13 The government establishes a prima facie case when it demonstrates that the taxpayer had unexplained funds which could be considered as income which the taxpayer fails to report in his return. United States v. Garcia [69-2 USTC ¶9600], 412 F. 2d 999, 1001 (10th Cir. 1969); Gendelman v. United States [51-2 USTC ¶9474], 191 F. 2d 993, 996 (9th Cir. 1951), cert. denied, 342 U. S. 909 (1952).
14 Miller argues that his expert witness had no difficulty in reading the corporate books. However, the expert witness merely testified that from his study of the books he concluded that Covina had no earnings and profits.

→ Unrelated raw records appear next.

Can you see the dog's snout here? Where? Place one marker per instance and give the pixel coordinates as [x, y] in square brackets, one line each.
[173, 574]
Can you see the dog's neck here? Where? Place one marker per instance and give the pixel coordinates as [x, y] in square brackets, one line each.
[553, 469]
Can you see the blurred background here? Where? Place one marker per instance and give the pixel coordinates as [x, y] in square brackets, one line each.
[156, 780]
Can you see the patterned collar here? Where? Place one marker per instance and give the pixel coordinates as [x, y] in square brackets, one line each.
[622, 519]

From that initial conclusion (which is contrary to that of the government's witness), he made the quantum leap that the distributions therefore had to be returns of capital. As discussed above, that syllogism is not necessarily correct. Nowhere in his testimony does the expert witness give examples that the payments were ever intended to be, or recorded in the corporate books at the time they were made as returns of capital. Alternatively, it is also noted that the trial court need not have accepted the expert witness's statements as being correct, especially in light of contrary testimony by the government's expert witness.

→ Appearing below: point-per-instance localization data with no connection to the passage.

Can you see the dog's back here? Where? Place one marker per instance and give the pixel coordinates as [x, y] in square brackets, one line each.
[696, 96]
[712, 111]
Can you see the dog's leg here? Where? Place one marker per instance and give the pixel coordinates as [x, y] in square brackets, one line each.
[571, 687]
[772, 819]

15 The trial judge noted defendant's argument that the concealment of the income (and subsequent notation of the repayments as returns of loans) was made solely to hide the sums from creditors. However, the government through its revenue statutes is also a creditor. There was no evidence presented at trial, other than Miller's self-serving statements, that he distinguished between the government and his other creditors, or that he intended to fulfill his obligations to any of them. Moreover, as observed by the trial judge, the recording of the payments as returns of loans rather than either income (salary) or return of capital really had ramifications only to one creditor, the government. The other creditors could attach those sums despite their categorization. However, the government cannot collect taxes, either from funds which are gross income (salary) or capital gains (return of capital in excess of the basis of the stock), if the taxable income is successfully disguised as non-taxable items.

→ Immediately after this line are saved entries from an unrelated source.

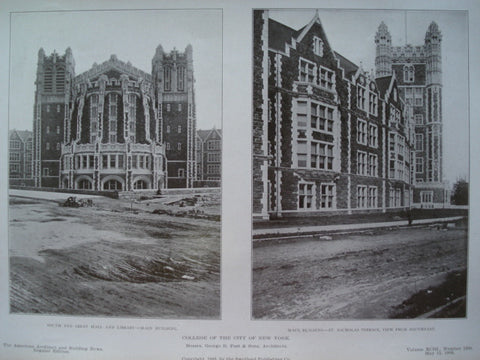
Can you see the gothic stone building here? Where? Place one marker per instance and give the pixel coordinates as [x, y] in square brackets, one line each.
[114, 126]
[418, 70]
[209, 157]
[327, 136]
[20, 157]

16 While note argued by the appellant, we note that count 14 (Mrs. Miller's tax return for 1968) should have charged a violation of 26 U. S. C. §7206(2) (assisting in the preparation of a false return) rather than 26 U. S. C. §7206(1) (subscribing a false return). However, such error is not fatal where the indictment, as here, contains the elements of the offense intended to be charged, sufficiently apprises the defendant of what he must be prepared to meet, and is detailed enough to assure against double jeopardy. United States v. Miller, 491 F. 2d 638 (5th Cir.), cert. denied, 419 U. S. 970 (1974).
17 Again, after briefs had been filed but prior to oral argument, appellant's counsel cited to us the case of United States v. Henderson [74-2 USTC ¶9840], 386 F. Supp. 1048, 1050-1054 (S. D. N. Y. 1974) for the proposition that the mail fraud statute was not intended by Congress to apply to a scheme to defraud the United States in an attempt to evade the payment of taxes. Henderson is inconsistent with at least three other circuit court cases which have held that the mailing of false state tax returns constituted a violation of 18 U. S. C. §1341. See, United States v. Brewer, 528 F. 2d 492 (4th Cir. 1975); United States v. Mirable, 503 F. 2d 1065, 1066-1067 (8th Cir. 1974); cert. denied, 420 U. S. 973 (1975); United States v. Flaxman, 495 F. 2d 344, 348-349 (7th Cir.) cert. denied, 419 U. S. 1031 (1974). We reject the holding in Henderson.